Image source: Ofo website | | 1 | |
By AsiaToday reporter Jisu Kim - The bike-sharing business using a smartphone app is garnering attention across Asia.
The bicycle is seeing a revival in China with the use of bike-share apps, reported AFP on Sunday. With a bike-share app, you can unlock a bicycle, have a ride, and return it to any of the widely distributed bike stops around the region. This bike-share concept is attracting huge venture capital, and startup companies are fiercely racing to increase their market share.
These companies are targeting China's 700 million smartphone users to become the "Didi Chuxing" of the bike business. Ofo, which started as a Peking University student project in 2015, claims 10 million users in 33 cities. It plans to add 10-15 million bikes this year, said chief operating officer Zhang Yanqi. Mobike, which started last April in Shanghai, boasts some hundred thousand of bicycles in 13 cities in China. "We are focusing on how to make the small bicycle have a big impact," said Mobike CEO Davis Wang.
Investors from not only China but also other countries are competitively investing in Mobike and Ofo for a big one. Chinese ride-sharing leader Didi Chuxing, which has taken over rival Uber in China, is the biggest investor of Ofo while Mobike's investors include Chinese IT giant Tencent and Taiwan's Foxconn, an iPhone manufacturer. So far, Mobike has reportedly raised $400 million and Ofo scored $200 million investment.

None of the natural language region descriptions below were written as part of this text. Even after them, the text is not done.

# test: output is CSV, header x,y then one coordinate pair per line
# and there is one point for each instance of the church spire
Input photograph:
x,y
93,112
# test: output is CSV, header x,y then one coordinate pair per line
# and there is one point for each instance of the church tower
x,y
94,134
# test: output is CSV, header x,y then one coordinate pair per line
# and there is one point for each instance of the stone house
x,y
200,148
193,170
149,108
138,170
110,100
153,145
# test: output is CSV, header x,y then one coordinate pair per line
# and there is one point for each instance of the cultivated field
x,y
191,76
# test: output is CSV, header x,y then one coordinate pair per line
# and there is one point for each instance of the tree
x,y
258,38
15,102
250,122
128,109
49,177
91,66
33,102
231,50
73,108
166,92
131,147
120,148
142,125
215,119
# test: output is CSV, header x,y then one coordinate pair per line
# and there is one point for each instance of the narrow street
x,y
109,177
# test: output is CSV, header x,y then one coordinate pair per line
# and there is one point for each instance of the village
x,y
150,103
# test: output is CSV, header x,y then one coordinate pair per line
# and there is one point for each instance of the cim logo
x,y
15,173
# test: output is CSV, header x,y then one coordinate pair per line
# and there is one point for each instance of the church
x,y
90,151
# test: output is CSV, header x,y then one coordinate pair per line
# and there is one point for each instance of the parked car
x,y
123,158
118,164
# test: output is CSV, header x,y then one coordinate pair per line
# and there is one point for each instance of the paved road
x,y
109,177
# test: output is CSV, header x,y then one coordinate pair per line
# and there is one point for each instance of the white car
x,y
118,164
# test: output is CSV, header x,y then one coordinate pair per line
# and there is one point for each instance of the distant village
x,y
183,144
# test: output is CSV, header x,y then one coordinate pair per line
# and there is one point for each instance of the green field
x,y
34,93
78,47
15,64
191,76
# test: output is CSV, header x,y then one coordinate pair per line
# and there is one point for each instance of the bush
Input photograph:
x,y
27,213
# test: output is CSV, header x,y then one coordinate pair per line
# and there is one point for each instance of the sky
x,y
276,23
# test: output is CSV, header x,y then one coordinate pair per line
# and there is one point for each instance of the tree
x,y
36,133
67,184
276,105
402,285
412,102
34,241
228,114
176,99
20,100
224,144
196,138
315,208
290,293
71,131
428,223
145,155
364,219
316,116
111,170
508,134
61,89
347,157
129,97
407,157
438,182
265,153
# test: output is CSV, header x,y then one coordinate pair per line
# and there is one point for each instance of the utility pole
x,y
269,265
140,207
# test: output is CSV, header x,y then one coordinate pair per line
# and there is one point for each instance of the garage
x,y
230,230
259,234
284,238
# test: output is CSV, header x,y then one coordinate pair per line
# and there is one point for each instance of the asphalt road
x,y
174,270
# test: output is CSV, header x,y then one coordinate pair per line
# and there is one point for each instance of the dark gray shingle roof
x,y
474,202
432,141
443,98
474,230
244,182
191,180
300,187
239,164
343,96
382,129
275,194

Each bike can be rented through a smartphone app at a cheap cost of 1 yuan (15 cents) for an hour. Bikes can be left anywhere for the next user. Mobike can tell you where idle bikes are.

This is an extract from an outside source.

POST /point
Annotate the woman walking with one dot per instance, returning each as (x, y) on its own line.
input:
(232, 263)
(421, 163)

The Chinese government also commented on Mobike and Ofo last month and praising the bike-sharing as it reduces pollution and traffic congestion.
Bike sharing is also garnering attention in Taiwan, which is famous for scooters rather than bikes. Taipei's transport department recently revealed that bicycles are used for 5.1% of journeys in Taipei. According to the transport department, this is much higher than 2% transport share achieved in London under former mayor Boris Johnson, now the UK foreign minister.
The growth of cycling in Taiwan is mainly backed by a public-private partnership called YouBike, a collaboration between Taipei City and Giant Bicycles of Taiwan, the world's biggest bicycle maker. The project, which was launched in 2009, is now available in six Taiwanese cities with 400 bike stations in Taipei alone. So far, over 78 million rentals have been made. According to the transport department data, 43.1% of YouBike users who cycle for more than 30 minutes use the bike to commute to work or school, with 35.1% for leisure and 15.1% for shopping.
Singapore's The Strait Times reported on Jan. 21 that oBike, a Chinese bike-sharing company, is gaining popularity in the northern and western parts of Singapore. Ofo and Mobike have already made their moves to enter the Singaporean market. Singapore government agencies such as the Land Transport Authority (LTA) and JTC Corporation under the Ministry of Trade and Industry have recently called for bids for their own bike-sharing systems.
In Korea, the Seoul Metropolitan Government launched a public bike-sharing service in September 2015 called Seoul Bikes ("Ttareungi" in Korean). The rental stations were first centered in five areas of the city. As the service is getting a positive response among citizens, Seoul plans to expand its bike stations to 1,300 locations throughout the city this year.
The Nikkei Technology said that Japanese telecom company SoftBank Corp and Openstreet, which was spun off from SoftBank, launched the "Hello Cycling" IoT-based bike-sharing system last year. SoftBank aims to integrate the bike-sharing business systems across the country by offering its system to service providers.